Dempsey also looks at the paintings of the sibyls commissioned by Cardinal Giordano Orsini in the early fifteenth century. Dempsey's task with these paintings is made more difficult because the Orsini Palace which held the paintings was destroyed in battle in the late fifteenth century. Still, Dempsey has read enough descriptions of the paintings that he is able to make intelligent claims about them. In the classical world there were thought to be ten sibyls: they were prophetesses associated with Delphi and other ancient shrines. Early Christians, including St. Augustine, saw the sibyls as paralleling the Old Testament prophets and predicting the birth of Christ. Dempsey notes that when Orsini commissioned his paintings he called for twelve sibyls to complement the twelve Old Testament patriarchs that he had also ordered. To do this, two new sibyls--Europa and Agrippa--had to be added to the classical list. Once again, Dempsey is demonstrating that a classical source is being reworked to suit the interests of the Renaissance artists.

Dempsey demonstrates that the sibyls were an abiding interest in northern Italy in the early stages of the Renaissance. He notes that they were often represented in the liturgical plays which were popular at this time. Companies would stage plays about the Annunciation or the Presentation of Jesus in the Temple and would typically include a sibyl who could prophesy about a virgin giving birth to a king. With the sibyls and the theatrical productions, Dempsey sees evidence of a more Incarnationalist theological emphasis, a move away from the medieval focus on the passion and death of Jesus and the Last Judgment. Thus, while the sibyls were figures from the classical world, Dempsey shows how the Renaissance artists appropriated them for their own purposes.

In his discussion of Botticelli, Dempsey offers an apt summary of his overall thesis: "In Botticelli ... we are witness to the transformation into the highest art of a distinctly contemporary Florentine culture that had been measured and tested against the supreme achievements of antiquity in art and literature and thereby perfected as an expression of present-day experience. This was not undertaken as a rebirth, or renaissance, of the lost classical past but instead as a renovatio of the living present measured against that past." This is certainly a more complex and nuanced vision of the Renaissance than the one most students encounter in their Western Civilization or Art History classes.

Dempsey does not devote much attention to philosophy in this study. He briefly discusses the question of whether Neoplatonist influences helped shape some of the era's classic works such as Botticelli's Birth of Venus. He does not, however, examine any of the philosophers of the early Renaissance. Still, scholars interested in late medieval or early modern thinkers could learn much from this art historian's work. By showing the continuities between the late middle ages and the early Renaissance, Dempsey may encourage readers to rethink their assumptions about the Renaissance and its alleged secularity and emphasis on individual rights.

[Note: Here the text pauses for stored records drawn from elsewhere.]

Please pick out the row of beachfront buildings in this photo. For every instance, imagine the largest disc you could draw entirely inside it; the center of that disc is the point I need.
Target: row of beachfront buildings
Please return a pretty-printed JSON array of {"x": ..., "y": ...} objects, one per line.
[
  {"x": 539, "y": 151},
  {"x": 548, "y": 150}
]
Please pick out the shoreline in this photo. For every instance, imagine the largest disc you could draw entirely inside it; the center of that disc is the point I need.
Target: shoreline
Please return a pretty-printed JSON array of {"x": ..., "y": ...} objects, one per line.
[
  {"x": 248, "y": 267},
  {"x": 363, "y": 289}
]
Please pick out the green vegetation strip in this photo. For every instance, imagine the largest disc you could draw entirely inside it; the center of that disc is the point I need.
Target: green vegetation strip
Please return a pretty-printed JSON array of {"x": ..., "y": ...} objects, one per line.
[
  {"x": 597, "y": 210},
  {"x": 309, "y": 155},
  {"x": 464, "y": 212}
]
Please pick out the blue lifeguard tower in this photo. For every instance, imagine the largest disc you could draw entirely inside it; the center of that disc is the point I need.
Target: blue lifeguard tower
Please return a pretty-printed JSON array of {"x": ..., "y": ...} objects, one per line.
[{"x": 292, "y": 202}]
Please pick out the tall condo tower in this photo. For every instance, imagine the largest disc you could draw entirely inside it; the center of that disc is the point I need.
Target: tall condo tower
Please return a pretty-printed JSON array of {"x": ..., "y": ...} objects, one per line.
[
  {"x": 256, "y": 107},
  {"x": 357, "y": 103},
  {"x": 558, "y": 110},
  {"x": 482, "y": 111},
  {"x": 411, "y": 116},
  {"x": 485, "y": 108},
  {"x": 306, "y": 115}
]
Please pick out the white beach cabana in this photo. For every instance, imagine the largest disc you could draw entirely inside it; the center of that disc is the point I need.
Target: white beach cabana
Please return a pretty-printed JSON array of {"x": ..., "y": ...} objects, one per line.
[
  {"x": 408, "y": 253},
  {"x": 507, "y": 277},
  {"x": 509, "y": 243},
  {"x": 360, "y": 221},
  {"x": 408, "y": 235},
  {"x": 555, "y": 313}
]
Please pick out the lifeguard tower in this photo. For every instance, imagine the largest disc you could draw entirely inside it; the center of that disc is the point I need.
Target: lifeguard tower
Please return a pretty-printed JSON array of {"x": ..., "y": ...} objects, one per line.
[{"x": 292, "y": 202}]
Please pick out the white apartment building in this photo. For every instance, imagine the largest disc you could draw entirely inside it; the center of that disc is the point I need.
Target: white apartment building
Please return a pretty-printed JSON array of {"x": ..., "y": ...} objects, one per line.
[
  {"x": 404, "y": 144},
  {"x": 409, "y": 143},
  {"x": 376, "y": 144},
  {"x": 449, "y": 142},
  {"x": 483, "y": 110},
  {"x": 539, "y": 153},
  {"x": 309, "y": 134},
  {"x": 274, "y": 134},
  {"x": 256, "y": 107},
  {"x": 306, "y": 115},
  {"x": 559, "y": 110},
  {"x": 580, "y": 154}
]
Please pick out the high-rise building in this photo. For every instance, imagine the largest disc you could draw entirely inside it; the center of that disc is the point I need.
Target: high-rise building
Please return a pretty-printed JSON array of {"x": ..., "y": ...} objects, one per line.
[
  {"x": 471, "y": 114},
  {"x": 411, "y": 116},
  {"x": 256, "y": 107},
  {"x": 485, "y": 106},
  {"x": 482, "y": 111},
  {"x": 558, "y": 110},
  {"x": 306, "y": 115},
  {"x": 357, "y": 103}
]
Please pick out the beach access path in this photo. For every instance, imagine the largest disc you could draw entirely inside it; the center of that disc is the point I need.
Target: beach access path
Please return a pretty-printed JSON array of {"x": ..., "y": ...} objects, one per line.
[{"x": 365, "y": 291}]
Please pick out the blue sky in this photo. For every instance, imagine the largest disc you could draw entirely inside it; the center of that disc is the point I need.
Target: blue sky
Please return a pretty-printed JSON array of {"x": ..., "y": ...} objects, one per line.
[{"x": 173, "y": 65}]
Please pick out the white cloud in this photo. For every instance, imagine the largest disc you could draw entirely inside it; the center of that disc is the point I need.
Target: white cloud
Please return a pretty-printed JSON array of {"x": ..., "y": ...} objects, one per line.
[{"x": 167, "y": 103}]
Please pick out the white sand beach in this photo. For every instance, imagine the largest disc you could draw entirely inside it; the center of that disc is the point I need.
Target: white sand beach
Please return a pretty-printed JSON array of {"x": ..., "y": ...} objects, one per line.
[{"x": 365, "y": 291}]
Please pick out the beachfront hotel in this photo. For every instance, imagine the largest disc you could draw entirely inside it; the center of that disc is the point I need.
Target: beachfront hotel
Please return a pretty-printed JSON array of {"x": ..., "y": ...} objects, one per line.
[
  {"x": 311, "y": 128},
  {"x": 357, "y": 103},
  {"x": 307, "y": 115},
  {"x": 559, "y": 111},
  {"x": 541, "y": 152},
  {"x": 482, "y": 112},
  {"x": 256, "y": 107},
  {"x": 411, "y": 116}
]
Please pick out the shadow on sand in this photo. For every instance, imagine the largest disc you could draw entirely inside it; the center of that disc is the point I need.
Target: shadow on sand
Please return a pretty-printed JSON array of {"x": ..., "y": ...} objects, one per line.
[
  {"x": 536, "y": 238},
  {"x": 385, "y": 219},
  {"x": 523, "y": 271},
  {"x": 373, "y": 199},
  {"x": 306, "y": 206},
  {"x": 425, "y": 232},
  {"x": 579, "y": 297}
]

Readers should be warned that this is a work geared for Renaissance art specialists. Each of Dempsey's four chapters was a lecture delivered at Harvard University's Renaissance library in Florence. Clearly, the audience for these lectures was extremely familiar with the art and culture of the early Renaissance. In each of these talks, Dempsey makes repeated reference to the work of other scholars without clearly identifying them and he uses many Italian terms without translating them. If the lectures had been revised before publication, the book could have been made accessible to a wider audience.--John F. Quinn, Salve Regina University.